Union navy officer George Work and his crew mates on the monitor Tecumseh went into the historic attack on Mobile Bay full steam ahead—until an underwater torpedo ended in destruction and death.
“When nearly abreast of Fort Morgan,” reported two acting masters of the Tecumseh, “A row of buoys was discovered stretching from the shore a distance from one to two hundred yards. It being reported to Captain Craven, he immediately gave the vessel full speed and attempted to pass between two of them.”
The Tecumseh advanced on the rebel ram Tennessee, and turned to engage her. At this moment, 7:40 a.m., the hull of the Tecumseh struck a torpedo. The two masters recalled that the explosion occurred, “directly below the turret, blowing a large hole through the bottom of the vessel, through which the water rushed with great rapidity.”

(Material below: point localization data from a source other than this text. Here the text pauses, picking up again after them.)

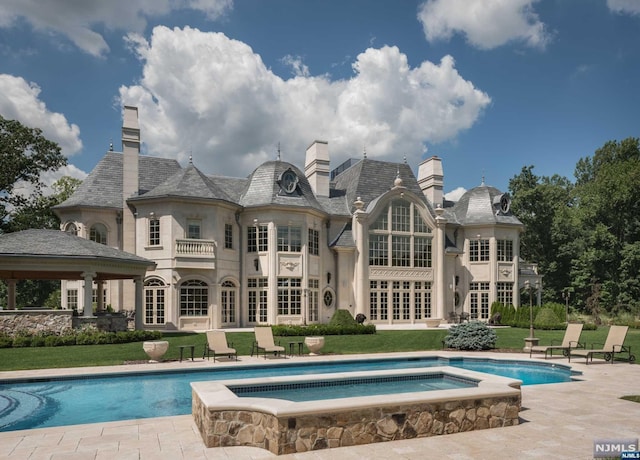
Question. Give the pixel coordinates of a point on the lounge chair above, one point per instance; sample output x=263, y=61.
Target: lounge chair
x=217, y=344
x=264, y=341
x=571, y=340
x=614, y=344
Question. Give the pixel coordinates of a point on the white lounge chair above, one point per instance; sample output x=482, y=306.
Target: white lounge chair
x=614, y=344
x=218, y=345
x=264, y=341
x=571, y=340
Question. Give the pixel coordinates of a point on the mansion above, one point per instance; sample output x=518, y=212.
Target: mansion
x=290, y=246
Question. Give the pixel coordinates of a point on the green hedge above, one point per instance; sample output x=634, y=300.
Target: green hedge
x=77, y=337
x=322, y=329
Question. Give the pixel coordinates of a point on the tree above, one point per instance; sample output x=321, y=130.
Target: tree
x=24, y=155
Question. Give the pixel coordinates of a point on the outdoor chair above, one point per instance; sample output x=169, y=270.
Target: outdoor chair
x=571, y=340
x=264, y=341
x=217, y=344
x=612, y=346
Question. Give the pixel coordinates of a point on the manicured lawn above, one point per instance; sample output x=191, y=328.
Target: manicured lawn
x=509, y=339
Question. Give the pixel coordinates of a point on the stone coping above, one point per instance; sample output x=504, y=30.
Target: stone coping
x=216, y=395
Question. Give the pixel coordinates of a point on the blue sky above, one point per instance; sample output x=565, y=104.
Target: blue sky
x=490, y=86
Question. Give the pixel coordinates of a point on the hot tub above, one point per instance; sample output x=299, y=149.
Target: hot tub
x=284, y=426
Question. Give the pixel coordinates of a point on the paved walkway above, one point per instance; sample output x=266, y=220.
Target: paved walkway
x=558, y=421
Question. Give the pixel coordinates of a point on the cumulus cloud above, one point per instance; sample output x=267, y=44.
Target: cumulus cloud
x=624, y=6
x=78, y=21
x=210, y=96
x=486, y=24
x=20, y=100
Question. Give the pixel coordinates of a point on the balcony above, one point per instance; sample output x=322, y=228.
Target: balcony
x=192, y=253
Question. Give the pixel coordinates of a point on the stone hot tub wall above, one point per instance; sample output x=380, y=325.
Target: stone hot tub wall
x=283, y=427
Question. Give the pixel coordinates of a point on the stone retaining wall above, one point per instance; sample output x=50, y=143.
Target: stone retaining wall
x=286, y=435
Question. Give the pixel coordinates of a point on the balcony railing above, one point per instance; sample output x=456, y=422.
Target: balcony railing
x=192, y=247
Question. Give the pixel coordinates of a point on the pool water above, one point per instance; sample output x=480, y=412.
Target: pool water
x=69, y=401
x=354, y=387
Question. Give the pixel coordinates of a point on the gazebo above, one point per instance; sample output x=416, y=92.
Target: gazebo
x=56, y=255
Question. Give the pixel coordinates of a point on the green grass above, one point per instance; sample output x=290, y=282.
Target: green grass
x=509, y=339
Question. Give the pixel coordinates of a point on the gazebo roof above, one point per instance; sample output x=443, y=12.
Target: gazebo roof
x=53, y=254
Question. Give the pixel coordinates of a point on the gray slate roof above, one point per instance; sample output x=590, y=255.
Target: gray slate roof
x=262, y=188
x=188, y=183
x=103, y=186
x=368, y=179
x=478, y=206
x=59, y=244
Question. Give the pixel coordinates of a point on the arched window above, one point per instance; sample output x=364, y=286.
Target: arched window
x=194, y=298
x=154, y=301
x=228, y=302
x=98, y=233
x=399, y=237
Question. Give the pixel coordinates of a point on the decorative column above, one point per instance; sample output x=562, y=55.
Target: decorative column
x=439, y=271
x=139, y=296
x=11, y=294
x=88, y=294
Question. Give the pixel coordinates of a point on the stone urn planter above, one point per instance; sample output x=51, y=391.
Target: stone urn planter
x=314, y=344
x=433, y=322
x=156, y=349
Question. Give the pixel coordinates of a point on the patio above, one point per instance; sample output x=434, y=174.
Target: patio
x=557, y=421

Connecticut-born trader George Work posed for his portrait in the New York City studio of photographer George Work in February 1864, shortly after receiving a commission as an acting assistant paymaster in the U.S. navy. Before the end of the month he was assigned to the monitor-class ironclad Tecumseh. Six months later during the Battle of Mobile Bay, the Tecumseh struck an underwater mine (known as a torpedo) at the very onset of the fighting on Aug. 5, 1864. According to eyewitness accounts, the vessel sunk in less than 30 seconds. Almost the entire crew went down with the ship, including Work. His body was never recovered.